Originally published October 20, 2006 at 12:00 AM | Page modified October 20, 2006 at 5:46 PM
Al-Qaida-linked gunmen parade defiantly through several Iraqi towns
Al-Qaida-linked gunmen staged military-like parades today in a string of towns west of Baghdad, underlining the growing confidence of Sunni insurgents.
The Associated Press
BAGHDAD, Iraq – Al-Qaida-linked gunmen staged military-like parades today in a string of towns west of Baghdad, underlining the growing confidence of Sunni insurgents in a part of Iraq where U.S. and Iraqi forces maintain a heavy counterinsurgency presence.
Like the audacious show of force by up to 60 insurgents in the city of Ramadi on Wednesday, the latest parades — including two less than a mile from U.S. military bases — were staged in support of an announcement this week by a militant Sunni Arab group that it had created an Islamic state in six of Iraq's 18 provinces, including the capital, Baghdad.
The declaration was made Sunday by the Mujahedeen Shura Council — an umbrella organization of Sunni insurgent groups that includes al-Qaida in Iraq — in a video posted on the Internet.
Iraqi insurgents are not known to control any territory in Iraq, but the declaration appeared designed to counter the adoption this month of a law that paves the way for Iraq's mainly Shiite south to establish an autonomous region similar to a Kurdish one in the north.
Significantly, two of Friday's four parades — involving dozens of gunmen in the towns of Haditha and Haqlaniyah — took place less a mile from U.S. military bases, according to witnesses. There were no reports of clashes.
Besides Haditha and Haqlaniyah, parades were also held in the towns of Bani Daher and Rwah, all of which are in Anbar, a vast and mostly desert province where the Sunni insurgency has been fiercest since Saddam Hussein's ouster in 2003. Ramadi is Anbar's provincial capital.
In Haditha, where anti-U.S. sentiment runs high since Marines allegedly killed 24 civilians to avenge the death of one of their own last fall, masked gunmen riding in at least 20 sedans and pickup trucks paraded undisturbed in the heart of the town for about 30 minutes.
The town, 140 miles northwest of Baghdad, has not had a police force for much of the past three years, and the U.S. military at a nearby base did not intervene.
The masked gunmen, who shouted "God is great," wore white overalls — a color that indicates their readiness to die. They carried assault rifles, rocket propelled grenades and heavy machine guns.
The gunmen also distributed candy and new clothes to gathered children, a gesture to mark the Muslim feast of Eid al-Fitr, which is due to start next week. Shops on the street where the parade was held remained open, and none of the shoppers appeared intimidated or worried by the presence of the gunmen.
Television footage of Wednesday's parade in Ramadi was widely broadcast, but U.S. military spokesman Maj.

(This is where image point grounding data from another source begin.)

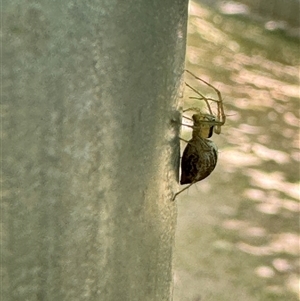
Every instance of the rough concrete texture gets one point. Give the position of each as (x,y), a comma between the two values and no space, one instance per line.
(90,89)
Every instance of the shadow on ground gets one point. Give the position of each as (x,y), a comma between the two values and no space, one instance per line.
(238,230)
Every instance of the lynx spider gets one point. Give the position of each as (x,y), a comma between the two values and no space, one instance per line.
(200,155)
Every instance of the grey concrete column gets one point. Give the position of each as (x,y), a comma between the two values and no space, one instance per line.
(90,152)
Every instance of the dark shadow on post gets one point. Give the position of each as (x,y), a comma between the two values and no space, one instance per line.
(90,90)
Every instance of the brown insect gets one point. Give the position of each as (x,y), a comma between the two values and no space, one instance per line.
(201,154)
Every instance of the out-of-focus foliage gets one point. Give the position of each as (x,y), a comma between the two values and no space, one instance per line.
(238,230)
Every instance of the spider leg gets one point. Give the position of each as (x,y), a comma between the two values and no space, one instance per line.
(185,188)
(202,98)
(221,113)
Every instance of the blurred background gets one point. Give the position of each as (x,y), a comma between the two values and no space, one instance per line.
(238,230)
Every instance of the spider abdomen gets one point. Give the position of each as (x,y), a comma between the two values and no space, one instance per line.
(198,160)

Gen. William B. Caldwell said Thursday he knew nothing about it.
The Interior Ministry spokesman, Brig. Abdul-Karim Khalaf, said earlier Thursday that participants in the Ramadi parade were members of al-Qaida in Iraq and that they suffered unspecified losses in clashes with security and tribal forces following the parade, in which black-clad, masked gunmen took over a central street for 15 minutes.
The bravado shown by insurgents in Anbar serves to illustrate the problems faced by the U.S. military and their Iraqi allies in dealing with the rapidly deteriorating security in the country.